Re: [PATCH] arm64: dts: qcom: sc7180: Add 'sustainable_power' for CPU thermal zones
From: Doug Anderson
Date: Thu Sep 03 2020 - 11:12:44 EST
Hi,
On Thu, Sep 3, 2020 at 5:17 AM Matthias Kaehlcke <mka@xxxxxxxxxxxx> wrote:
>
> Hi Rajendra,
>
> On Thu, Sep 03, 2020 at 11:00:52AM +0530, Rajendra Nayak wrote:
> >
> > On 9/3/2020 10:14 AM, Rajendra Nayak wrote:
> > >
> > > On 9/2/2020 9:02 PM, Doug Anderson wrote:
> > > > Hi,
> > > >
> > > > On Tue, Sep 1, 2020 at 10:36 PM Rajendra Nayak <rnayak@xxxxxxxxxxxxxx> wrote:
> > > > >
> > > > >
> > > > > > * In terms of the numbers here, I believe that you're claiming that we
> > > > > > can dissipate 768 mW * 6 + 1202 mW * 2 = ~7 Watts of power. My memory
> > > > > > of how much power we could dissipate in previous laptops I worked on
> > > > > > is a little fuzzy, but that doesn't seem insane for a passively-cooled
> > > > > > laptop. However, I think someone could conceivably put this chip in a
> > > > > > smaller form factor. In such a case, it seems like we'd want these
> > > > > > things to sum up to ~2000 (if it would ever make sense for someone to
> > > > > > put this chip in a phone) or ~4000 (if it would ever make sense for
> > > > > > someone to put this chip in a small tablet). It seems possible that,
> > > > > > to achieve this, we might have to tweak the
> > > > > > "dynamic-power-coefficient".
> > > > >
> > > > > DPC values are calculated (at a SoC) by actually measuring max power at various
> > > > > frequency/voltage combinations by running things like dhrystone.
> > > > > How would the max power a SoC can generate depend on form factors?
> > > > > How much it can dissipate sure is, but then I am not super familiar how
> > > > > thermal frameworks end up using DPC for calculating power dissipated,
> > > > > I am guessing they don't.
> > > > >
> > > > > > I don't know how much thought was put
> > > > > > into those numbers, but the fact that the little cores have a super
> > > > > > round 100 for their dynamic-power-coefficient makes me feel like they
> > > > > > might have been more schwags than anything. Rajendra maybe knows?
> > > > >
> > > > > FWIK, the values are always scaled and normalized to 100 for silver and
> > > > > then used to derive the relative DPC number for gold. If you see the DPC
> > > > > for silver cores even on sdm845 is a 100.

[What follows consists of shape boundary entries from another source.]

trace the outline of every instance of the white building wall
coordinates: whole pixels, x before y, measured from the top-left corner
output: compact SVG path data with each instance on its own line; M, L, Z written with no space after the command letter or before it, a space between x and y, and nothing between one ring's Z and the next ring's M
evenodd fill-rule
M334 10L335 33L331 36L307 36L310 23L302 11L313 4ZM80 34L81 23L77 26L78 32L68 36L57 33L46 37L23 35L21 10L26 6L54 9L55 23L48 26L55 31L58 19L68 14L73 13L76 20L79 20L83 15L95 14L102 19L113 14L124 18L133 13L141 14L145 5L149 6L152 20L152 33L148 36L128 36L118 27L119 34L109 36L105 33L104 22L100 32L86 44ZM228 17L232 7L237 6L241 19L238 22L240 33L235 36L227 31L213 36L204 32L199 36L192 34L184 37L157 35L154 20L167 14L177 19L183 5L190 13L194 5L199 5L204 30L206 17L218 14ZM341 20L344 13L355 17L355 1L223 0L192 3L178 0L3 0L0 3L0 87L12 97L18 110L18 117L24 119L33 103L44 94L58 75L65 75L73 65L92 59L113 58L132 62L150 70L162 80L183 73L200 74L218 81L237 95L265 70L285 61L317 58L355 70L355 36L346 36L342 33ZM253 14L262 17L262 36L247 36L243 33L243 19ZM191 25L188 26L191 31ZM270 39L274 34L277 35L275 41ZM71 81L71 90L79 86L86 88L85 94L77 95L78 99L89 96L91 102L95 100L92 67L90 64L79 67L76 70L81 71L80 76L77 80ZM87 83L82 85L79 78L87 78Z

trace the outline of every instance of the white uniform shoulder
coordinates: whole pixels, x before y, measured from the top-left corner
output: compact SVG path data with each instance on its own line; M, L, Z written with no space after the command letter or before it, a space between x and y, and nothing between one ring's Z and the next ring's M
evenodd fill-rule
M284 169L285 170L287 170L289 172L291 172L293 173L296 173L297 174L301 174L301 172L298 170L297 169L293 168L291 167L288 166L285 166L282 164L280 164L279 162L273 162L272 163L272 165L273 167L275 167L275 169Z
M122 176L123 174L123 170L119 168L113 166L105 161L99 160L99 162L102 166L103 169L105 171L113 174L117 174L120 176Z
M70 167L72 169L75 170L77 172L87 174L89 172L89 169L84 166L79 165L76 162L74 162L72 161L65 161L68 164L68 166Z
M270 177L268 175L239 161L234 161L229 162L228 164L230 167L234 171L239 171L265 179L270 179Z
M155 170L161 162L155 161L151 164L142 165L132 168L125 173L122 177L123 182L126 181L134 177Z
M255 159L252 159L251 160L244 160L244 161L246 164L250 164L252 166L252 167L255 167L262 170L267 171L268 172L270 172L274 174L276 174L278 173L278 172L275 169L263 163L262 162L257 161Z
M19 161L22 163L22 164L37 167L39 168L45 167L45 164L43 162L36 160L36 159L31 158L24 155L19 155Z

> > > > > Again these are not estimations but based on actual power measurements.
> > > >
> > > > The scaling to 100 doesn't seem to match how the thermal framework is
> > > > using them. Take a look at of_cpufreq_cooling_register(). It takes
> > > > the "dynamic-power-coefficient" and passes it as "capacitance" into
> > > > __cpufreq_cooling_register(). That's eventually used to compute
> > > > power, which is documented in the code to be in mW.
> > > >
> > > > power = (u64)capacitance * freq_mhz * voltage_mv * voltage_mv;
> > > > do_div(power, 1000000000);
> > > >
> > > > /* power is stored in mW */
> > > > freq_table[i].power = power;
> > > >
> > > > That's used together with "sustainable-power", which is the attribute
> > > > that Matthias is trying to set. That value is documented to be in mW
> > > > as well.
> > > >
> > > > ...so if the silver cores are always scaled to 100 regardless of how
> > > > much power they actually draw then it'll be impossible to actually
> > > > think about "sustainable-power" as a mW value. Presumably we either
> > > > need to accept that fact (and ideally document it) or we need to
> > > > change the values for silver / gold cores (we could still keep the
> > > > relative values the same and just scale them).
> > >
> > > That sounds reasonable (still keep the relative values and scale them)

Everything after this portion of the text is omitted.